Question

Prove that equation of the plane passing through (1, 2, 3) and perpendicular to planes $\overrightarrow{r}.(\hat{i}+\hat{j}+\hat{k})=3$ and $\overrightarrow{r}.(2\hat{i}+3\hat{j}+4\hat{k})=0$ is $\overrightarrow{r}.(\hat{i}-2\hat{j}-\hat{k})=0$

Answer 1

It is given that point $P(1,2,3)$ lies on the required plane.

Also, planes $\overrightarrow{r}.(\hat{i}+\hat{j}+\hat{k})=3$ and $\overrightarrow{r}.(2\hat{i}+3\hat{j}+4\hat{k})=0$ are perpendicular to required plane.
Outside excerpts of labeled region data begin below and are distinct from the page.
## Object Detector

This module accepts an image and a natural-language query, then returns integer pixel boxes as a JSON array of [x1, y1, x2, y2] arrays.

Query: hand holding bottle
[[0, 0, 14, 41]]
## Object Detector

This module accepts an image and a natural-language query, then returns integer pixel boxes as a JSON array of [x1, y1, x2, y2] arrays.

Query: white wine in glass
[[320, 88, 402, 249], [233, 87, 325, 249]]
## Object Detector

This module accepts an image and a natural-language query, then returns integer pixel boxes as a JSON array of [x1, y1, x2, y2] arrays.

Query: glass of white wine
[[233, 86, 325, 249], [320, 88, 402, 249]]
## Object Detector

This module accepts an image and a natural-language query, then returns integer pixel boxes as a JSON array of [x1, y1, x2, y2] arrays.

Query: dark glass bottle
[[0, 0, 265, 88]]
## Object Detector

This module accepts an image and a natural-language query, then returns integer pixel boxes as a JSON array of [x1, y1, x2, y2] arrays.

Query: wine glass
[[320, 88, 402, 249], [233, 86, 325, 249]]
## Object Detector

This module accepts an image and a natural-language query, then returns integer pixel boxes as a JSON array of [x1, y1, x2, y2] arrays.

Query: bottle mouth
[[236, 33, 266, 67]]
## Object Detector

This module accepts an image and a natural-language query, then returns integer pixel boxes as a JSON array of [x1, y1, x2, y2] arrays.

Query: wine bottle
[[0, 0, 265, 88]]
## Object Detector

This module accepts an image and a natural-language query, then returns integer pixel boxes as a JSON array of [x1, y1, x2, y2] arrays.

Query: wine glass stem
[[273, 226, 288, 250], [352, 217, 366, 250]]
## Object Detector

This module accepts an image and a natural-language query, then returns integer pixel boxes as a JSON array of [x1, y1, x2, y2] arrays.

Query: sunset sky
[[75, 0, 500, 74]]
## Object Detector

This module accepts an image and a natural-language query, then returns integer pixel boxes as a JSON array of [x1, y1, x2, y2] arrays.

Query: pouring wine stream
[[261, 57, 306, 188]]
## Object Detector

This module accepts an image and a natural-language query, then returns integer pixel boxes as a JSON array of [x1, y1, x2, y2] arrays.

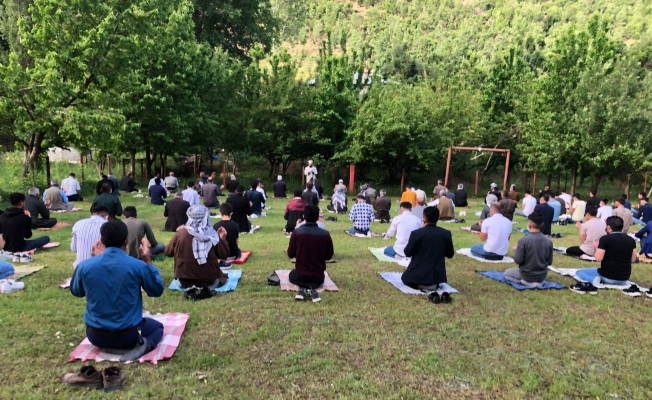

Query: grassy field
[[0, 192, 652, 399]]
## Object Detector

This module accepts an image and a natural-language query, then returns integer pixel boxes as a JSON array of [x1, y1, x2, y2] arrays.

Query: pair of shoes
[[0, 279, 25, 293], [63, 365, 127, 392], [294, 288, 321, 303], [569, 282, 598, 294], [13, 253, 34, 263]]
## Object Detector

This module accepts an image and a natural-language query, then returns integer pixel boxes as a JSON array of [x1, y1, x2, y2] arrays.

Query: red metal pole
[[444, 147, 453, 187], [349, 164, 355, 193], [503, 150, 512, 190]]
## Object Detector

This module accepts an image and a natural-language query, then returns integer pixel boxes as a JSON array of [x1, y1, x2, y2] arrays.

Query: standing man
[[163, 192, 190, 232], [345, 194, 374, 237], [165, 171, 179, 193], [505, 212, 553, 287], [303, 160, 318, 183], [70, 206, 109, 268], [383, 201, 423, 259], [274, 175, 288, 199], [124, 206, 165, 258], [25, 187, 57, 229], [61, 172, 84, 201], [183, 181, 199, 207]]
Hence, their perpendiculars $\overrightarrow{n_1}=\hat{i}+\hat{j}+\hat{k}$ and $\overrightarrow{n_2}=2\hat{i}+3\hat{j}+4\hat{k}$ are also perpendicular to required plane.

Now, the required plane is also perpendicular to its normal vector $\overrightarrow{n}$. Hence, using perpendicularity theorem,

$\overrightarrow{n}=\overrightarrow{n_1}\times \overrightarrow{n_2}$

$\therefore \overrightarrow{n}=(\hat{i}+\hat{j}+\hat{k})\times (2\hat{i}+3\hat{j}+4\hat{k})$

$\therefore \overrightarrow{n}=\left|\begin{array}{ccc}\hat{i}& \hat{j}& \hat{k}\\ 1& 1& 1\\ 2& 3& 4\end{array}\right|$

$\therefore \overrightarrow{n}=(4-3)\hat{i}-(4-2)\hat{j}+(3-2)\hat{k}$

$\therefore \overrightarrow{n}=\hat{i}-2\hat{j}+\hat{k}$

Now, equation of plane with normal vector $\overrightarrow{n}$ and passing through $P$ is

$(\overrightarrow{r}-\overrightarrow{p}).\overrightarrow{n}=0$

$\therefore (\overrightarrow{r}-(\hat{i}+2\hat{j}+3\hat{k}\left)\right).(\hat{i}-2\hat{j}+\hat{k})=0$

$\therefore \left(\overrightarrow{r}\right).(\hat{i}-2\hat{j}+\hat{k})-(\hat{i}+2\hat{j}+3\hat{k}).(\hat{i}-2\hat{j}+\hat{k})=0$

$\therefore \left(\overrightarrow{r}\right).(\hat{i}-2\hat{j}+\hat{k})-1+4-3=0$

$\therefore \left(\overrightarrow{r}\right).(\hat{i}-2\hat{j}+\hat{k})=0$

Hence, proved.